Safe UTF-8 Extraction and Robust <style> Block Detection in Upgrade Codemods #19410

Saniya777-byte · 2025-12-04T16:45:57Z

This PR improves the safety and robustness of Tailwind's candidate extraction and codemod migration logic in two critical areas:

Rust UTF-8 Extraction
- Replaces unsafe { String::from_utf8_unchecked(...) } with safe String::from_utf8(...) in candidate extraction.
- Skips any invalid UTF-8 candidates rather than panicking, providing a safer and more resilient extraction process.
TypeScript Style Block Handling
- Switches from manual string-index logic to parsing using node-html-parser for detecting <style> blocks in codemod logic.
- Ensures accurate detection of all <style> tags (including those with attributes and complex nesting), so migrations never accidentally affect style blocks.
- Adds node-html-parser as a dependency to the @tailwindcss-upgrade package.
pnpm Workspace Guidance
- Includes documentation for installing dependencies within the correct workspace package, avoiding root install issues.

These changes modernize the affected modules, prevent potential runtime errors from malformed files, and support robust migrations across real-world HTML/template structures.

Test plan

1. UTF-8 Candidate Extraction

Added test cases using invalid and valid UTF-8 byte candidates
Ran cargo test to ensure the scanner skips bad candidates without panicking

2. Codemod <style> Block Handling

Added migration examples with plain, nested, and attribute-rich <style> tags for multiple template syntaxes
Confirmed classes inside <style> blocks are not migrated

Ran:

cd packages/@tailwindcss-upgrade
pnpm install
pnpm test

Replaced unsafe UTF-8 conversion with safe handling to filter invalid candidates.

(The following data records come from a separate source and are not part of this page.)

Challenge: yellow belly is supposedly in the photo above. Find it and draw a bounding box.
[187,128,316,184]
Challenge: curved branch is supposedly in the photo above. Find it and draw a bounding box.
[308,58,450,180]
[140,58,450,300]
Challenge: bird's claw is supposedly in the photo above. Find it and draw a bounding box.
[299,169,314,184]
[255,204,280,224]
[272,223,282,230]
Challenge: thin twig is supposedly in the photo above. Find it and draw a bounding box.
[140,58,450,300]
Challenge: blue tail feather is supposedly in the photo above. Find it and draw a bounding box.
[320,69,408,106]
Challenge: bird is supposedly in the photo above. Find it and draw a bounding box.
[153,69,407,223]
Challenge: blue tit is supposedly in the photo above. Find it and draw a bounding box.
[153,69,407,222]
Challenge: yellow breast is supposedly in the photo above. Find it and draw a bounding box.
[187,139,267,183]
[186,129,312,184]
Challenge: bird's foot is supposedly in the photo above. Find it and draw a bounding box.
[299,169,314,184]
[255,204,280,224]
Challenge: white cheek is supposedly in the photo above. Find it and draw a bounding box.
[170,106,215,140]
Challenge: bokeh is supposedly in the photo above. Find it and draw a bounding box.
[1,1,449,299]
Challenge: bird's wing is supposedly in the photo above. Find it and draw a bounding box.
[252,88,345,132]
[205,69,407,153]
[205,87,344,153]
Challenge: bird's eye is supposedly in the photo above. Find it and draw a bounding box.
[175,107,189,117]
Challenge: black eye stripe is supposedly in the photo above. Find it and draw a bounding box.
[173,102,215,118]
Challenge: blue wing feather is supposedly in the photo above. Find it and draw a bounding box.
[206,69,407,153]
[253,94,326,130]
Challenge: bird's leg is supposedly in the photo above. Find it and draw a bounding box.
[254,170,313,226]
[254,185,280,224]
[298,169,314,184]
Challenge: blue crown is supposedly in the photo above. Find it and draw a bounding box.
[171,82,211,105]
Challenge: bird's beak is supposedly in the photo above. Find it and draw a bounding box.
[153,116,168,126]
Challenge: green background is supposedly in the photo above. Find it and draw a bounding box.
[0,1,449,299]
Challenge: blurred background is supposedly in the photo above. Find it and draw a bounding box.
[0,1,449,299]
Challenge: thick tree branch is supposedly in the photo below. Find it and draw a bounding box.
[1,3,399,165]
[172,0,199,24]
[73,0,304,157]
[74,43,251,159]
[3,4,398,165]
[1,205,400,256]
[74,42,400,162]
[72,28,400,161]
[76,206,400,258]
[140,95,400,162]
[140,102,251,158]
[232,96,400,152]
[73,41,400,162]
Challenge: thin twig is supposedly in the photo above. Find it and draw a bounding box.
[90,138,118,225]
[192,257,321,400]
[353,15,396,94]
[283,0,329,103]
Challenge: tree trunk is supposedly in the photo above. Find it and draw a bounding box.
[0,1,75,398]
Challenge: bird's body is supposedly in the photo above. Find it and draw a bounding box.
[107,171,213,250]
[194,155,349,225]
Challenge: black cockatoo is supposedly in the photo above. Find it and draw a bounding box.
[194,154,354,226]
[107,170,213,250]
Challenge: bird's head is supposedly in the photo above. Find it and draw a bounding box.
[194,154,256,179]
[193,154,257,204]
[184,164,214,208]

Refactor style block detection to use HTML parser for improved robustness.

coderabbitai · 2025-12-04T16:49:56Z

Walkthrough

This pull request modifies two files: the scanner module in oxide replaces unsafe UTF-8 conversion with safe conversion that filters invalid sequences; the is-safe-migration template file replaces manual HTML scanning with a node-html-parser library implementation and adds error handling. Function signatures remain unchanged, and overall collection flows are preserved in both cases.

Pre-merge checks

✅ Passed checks (2 passed)

Check name	Status	Explanation
Title check	✅ Passed	The title 'Safe UTF-8 Extraction and Robust <style> Block Detection in Upgrade Codemods' accurately summarizes the two main changes in the changeset: safe UTF-8 handling in Rust and improved style block detection in TypeScript codemods.
Description check	✅ Passed	The description comprehensively relates to the changeset, covering both major changes (UTF-8 extraction and style block detection), explaining the rationale, listing dependencies added, and detailing test coverage performed.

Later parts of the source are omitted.